Still he is intensely critical of the church as institution and of almost all its tortured developments of the past 20 years. At the center of the book is a long essay on "the two Johns"--Pope John XXIII and President Kennedy. In these men, Wills argues, "liberals at last got the kind of leaders they thought would suffice, and found that this was not enough." Kennedy's concept of "flexible response" led to the most intractable of wars. The Second Vatican Council, initiated by Pope John, began by concentrating on liturgical reform but soon unleashed a flood of theological argument and, among laymen, disillusionment and doubt.

But Wills does not believe that the pre-conciliar church had the vitality to survive as it was much longer. His description of certain Catholic intellectuals of the '50s--with their enthusiasm for Merton and monasticism, Gregorian chant and the social encyclicals of the Popes--is witty but a bit condescending. As for the '60s, Teilhard de Chardin's cloudy, evolutionary mysticism gets no more praise than Pope John. Wills argues that both men did not fully see the consequences when they attempted to generalize or make programs from their private convictions.

To survive, Wills believes, the church must be "resurrected from the feet up." New forms of life have come from outside the hierarchy: "from Athanasius at local councils, Benedict in the monasteries, Francis of Assisi in the roads." Reformers of the past--from Savonarola to John Henry Newman--suffered or were silenced in their time but eventually prevailed. "It has always been the task of the prophetic church to redeem the kingly church," Wills concludes. "As Pope Innocent needed St. Francis, Paul VI needs Dan Berrigan."

BEHIND THE DOOR by Giorgio Bassani. 150 pages. Harcourt Brace Jovanovich. $5.95.

How shrill and self-assertive the voices of most novelists sound after listening to Giorgio Bassani tell a story. The former editor of the literary magazine Botteghe Oscure and the discoverer of Giuseppe (The Leopard) Lampedusa, Bassani is best known in the U.S. for his lambent novel The Garden of the Finzi-Continis from which the recent Vittoria De Sica film was made. Like Garden, this book is set in the author's native city of Ferrara during the 1930s. Also as in Garden, the narrator of Behind the Door is a wealthy, sensitive young Jew.

The boy is given no name. In the first year of liceo (roughly eleventh grade) he finds himself without his stolid lifelong best friend (who flunked the entrance exams), and caught between two new disturbing classmates. One is his proud seatmate Carlo Cattolica, whose "clarity of mind and profile, etched with a medal's sharpness" arouses the narrator's fascination and envy. The other is Luciano Pulga, a scruffy, pushy newcomer to the school "with a physique like a little wading bird's." Pulga is slavishly and successfully cultivated by the young Jew until Cattolica moves against them like a starfish bisecting a clam.

Bassani floats along after his young characters on their Majno bicycles, quietly following the street maps of their days.

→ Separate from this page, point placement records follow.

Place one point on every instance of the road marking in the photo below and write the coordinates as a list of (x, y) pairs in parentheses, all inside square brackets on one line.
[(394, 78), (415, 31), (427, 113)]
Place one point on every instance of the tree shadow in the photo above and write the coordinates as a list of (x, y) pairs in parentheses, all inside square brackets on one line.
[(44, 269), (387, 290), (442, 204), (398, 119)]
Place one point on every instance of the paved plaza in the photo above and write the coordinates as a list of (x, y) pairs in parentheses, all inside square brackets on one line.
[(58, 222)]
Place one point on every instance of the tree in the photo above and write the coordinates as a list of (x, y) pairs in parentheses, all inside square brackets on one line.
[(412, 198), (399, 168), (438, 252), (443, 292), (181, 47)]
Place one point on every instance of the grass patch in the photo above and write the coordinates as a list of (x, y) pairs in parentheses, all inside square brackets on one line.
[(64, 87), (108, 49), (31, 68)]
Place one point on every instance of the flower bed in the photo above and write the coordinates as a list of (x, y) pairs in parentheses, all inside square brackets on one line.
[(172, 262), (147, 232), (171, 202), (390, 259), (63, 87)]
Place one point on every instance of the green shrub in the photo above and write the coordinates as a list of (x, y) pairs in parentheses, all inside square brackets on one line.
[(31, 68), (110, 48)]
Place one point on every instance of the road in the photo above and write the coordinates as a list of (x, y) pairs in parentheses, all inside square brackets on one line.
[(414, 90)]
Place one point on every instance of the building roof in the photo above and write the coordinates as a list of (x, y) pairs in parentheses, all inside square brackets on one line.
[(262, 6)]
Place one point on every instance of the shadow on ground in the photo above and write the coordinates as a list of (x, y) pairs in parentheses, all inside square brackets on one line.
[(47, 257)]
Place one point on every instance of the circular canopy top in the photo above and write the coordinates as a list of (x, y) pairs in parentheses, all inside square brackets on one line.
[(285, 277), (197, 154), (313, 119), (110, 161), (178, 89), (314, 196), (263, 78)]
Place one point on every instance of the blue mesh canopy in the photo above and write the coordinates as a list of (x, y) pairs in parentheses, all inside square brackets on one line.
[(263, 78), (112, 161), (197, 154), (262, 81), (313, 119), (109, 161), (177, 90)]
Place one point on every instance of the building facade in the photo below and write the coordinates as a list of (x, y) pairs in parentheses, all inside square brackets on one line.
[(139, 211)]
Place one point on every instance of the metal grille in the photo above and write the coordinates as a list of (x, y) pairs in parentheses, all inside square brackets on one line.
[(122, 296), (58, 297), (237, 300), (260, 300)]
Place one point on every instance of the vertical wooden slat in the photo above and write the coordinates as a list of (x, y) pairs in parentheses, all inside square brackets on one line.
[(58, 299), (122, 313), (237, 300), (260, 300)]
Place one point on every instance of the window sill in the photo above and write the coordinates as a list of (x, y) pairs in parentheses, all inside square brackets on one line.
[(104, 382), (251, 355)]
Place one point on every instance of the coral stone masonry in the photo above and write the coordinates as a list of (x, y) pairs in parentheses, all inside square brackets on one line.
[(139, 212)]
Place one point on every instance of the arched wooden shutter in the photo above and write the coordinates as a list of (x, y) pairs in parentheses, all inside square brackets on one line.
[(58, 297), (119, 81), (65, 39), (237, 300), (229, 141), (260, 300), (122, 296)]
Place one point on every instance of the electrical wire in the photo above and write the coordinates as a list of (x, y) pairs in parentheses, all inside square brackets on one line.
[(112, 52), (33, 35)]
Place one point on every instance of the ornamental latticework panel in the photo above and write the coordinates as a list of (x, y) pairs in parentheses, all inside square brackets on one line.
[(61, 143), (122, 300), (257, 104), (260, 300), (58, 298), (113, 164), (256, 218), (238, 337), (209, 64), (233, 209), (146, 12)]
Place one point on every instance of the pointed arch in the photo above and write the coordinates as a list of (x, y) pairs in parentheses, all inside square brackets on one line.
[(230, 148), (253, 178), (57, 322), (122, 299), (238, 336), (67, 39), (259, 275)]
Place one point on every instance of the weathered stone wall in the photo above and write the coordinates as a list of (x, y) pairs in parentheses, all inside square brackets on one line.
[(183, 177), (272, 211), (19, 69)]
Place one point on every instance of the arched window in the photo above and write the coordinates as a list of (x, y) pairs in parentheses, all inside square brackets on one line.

With unobtrusive skill, he delineates the delicate social patterns that emerge from shared seats and invitations to do homework together. The hierarchical distinctions in his small city are minute. Many of them are noted by the loquacious Pulga. On first viewing the narrator's graceful patrician house, the boy cries, "Twenty rooms! I can imagine what it must cost to heat them." So realistic a thought has never occurred to the narrator, who lives in an insulated world of private emotional speculation. When his classmates finally challenge him in a classic episode of adolescent testing, he finds to his sorrow that he cannot generate enough passion either to stand his ground or strike back.